Monday, June 3, 2013

Creating a Paper Trail

If there is one thing I wish every veteran and military family knew to do, it is to create a paper trail. Even when things are going well, even when it's "something small" - get in the habit of creating a paper trail.

The easiest way to create that trail is to follow these steps:

1. Create a document in your computer.  This can be 1 document per issue or 1 document to track it all.  Either way, get somewhere you can make an overview of what's going on so you have a quick glance of the actions and communications without having to dig through a wide variety of notes.  Make a note in that document of every phone call, email, and appointment you have had and a brief summary of what was discussed, what the plan for treatment is, and what to do if the plan isn't working. Always include notes of who you spoke with specifically and the date and time.

 2. Communicate via email as much as possible so you have the responses to your questions and concerns in writing direct from the person you are working with.  This is the easiest way to prevent the "he said/she said" argument.

3. Keep a notebook in your car and/or purse so you can make a note of phone calls that come in while you're on the go.  Take that notebook to every appointment and write your notes in it.  Make certain you transfer that information to your document as soon as you get home.
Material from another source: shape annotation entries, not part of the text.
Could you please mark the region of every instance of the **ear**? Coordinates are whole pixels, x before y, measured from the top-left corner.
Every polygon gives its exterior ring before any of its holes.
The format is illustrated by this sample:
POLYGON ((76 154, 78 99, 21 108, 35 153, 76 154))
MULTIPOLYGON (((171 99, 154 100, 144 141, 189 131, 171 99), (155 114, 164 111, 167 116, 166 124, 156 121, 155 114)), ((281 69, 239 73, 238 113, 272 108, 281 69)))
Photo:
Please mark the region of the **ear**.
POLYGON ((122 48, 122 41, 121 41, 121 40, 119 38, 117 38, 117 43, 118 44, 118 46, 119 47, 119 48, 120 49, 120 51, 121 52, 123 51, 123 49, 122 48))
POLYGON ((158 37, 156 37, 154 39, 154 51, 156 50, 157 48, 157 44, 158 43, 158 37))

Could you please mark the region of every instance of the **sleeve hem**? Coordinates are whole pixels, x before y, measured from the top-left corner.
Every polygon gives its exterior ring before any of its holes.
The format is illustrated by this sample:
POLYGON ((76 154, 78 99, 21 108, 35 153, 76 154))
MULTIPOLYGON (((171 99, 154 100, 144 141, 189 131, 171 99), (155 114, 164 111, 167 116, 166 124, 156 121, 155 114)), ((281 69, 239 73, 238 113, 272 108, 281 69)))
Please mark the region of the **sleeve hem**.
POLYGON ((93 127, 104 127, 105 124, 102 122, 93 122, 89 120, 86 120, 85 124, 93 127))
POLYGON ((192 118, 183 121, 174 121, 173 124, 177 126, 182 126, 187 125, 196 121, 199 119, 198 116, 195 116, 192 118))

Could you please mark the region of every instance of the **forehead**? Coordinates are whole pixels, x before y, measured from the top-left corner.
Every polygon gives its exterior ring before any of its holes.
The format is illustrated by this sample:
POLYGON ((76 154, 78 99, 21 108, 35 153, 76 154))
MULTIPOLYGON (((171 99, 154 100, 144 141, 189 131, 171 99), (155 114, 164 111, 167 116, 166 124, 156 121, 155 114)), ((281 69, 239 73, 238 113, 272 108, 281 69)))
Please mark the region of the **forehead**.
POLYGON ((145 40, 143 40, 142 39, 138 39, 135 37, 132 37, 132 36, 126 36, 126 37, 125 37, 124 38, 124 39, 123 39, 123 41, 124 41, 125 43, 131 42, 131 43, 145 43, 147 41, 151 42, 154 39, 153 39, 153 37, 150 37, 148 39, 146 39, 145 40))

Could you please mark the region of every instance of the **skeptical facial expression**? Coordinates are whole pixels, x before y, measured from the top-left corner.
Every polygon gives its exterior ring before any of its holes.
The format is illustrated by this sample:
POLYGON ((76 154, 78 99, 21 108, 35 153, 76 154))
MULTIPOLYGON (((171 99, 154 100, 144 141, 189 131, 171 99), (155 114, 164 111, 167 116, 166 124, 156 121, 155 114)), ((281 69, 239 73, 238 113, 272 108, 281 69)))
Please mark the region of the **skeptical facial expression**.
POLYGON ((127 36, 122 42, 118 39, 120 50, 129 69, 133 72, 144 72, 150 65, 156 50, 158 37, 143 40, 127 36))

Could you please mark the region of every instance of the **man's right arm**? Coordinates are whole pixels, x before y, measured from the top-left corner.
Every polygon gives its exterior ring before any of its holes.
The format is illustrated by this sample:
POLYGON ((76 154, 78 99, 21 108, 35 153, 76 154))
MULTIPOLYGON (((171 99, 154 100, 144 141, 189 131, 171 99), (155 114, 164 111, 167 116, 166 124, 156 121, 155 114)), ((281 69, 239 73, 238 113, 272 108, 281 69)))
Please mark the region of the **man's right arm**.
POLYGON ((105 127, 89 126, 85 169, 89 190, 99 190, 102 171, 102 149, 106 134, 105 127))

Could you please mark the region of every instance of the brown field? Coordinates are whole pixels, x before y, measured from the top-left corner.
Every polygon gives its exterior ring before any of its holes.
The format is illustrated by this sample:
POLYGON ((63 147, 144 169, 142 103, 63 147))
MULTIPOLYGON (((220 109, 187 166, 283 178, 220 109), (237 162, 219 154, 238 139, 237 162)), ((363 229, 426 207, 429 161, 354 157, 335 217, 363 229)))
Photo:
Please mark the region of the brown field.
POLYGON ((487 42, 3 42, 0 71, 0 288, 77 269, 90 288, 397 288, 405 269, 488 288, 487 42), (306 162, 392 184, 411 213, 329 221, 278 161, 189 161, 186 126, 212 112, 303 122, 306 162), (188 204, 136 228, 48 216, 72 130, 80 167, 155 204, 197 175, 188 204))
Now that you have a good, solid paper trail, when you need it don't be afraid to use it.  Call out obvious problems and use that paper trail to correct any "assumptions" on the part of those helping provide care.  Don't be afraid to say, "On X I called Dr. Joe's office and reported the problem.  On Y since I never heard from Dr. Joe's office I emailed the OEF/OIF office of the problem.  On Z, I still hadn't received any kind of resolution so I emailed again and followed up with a phone call 2 days later."

Your best ally in fighting for your care is a good paper trail.  Make one and use it today!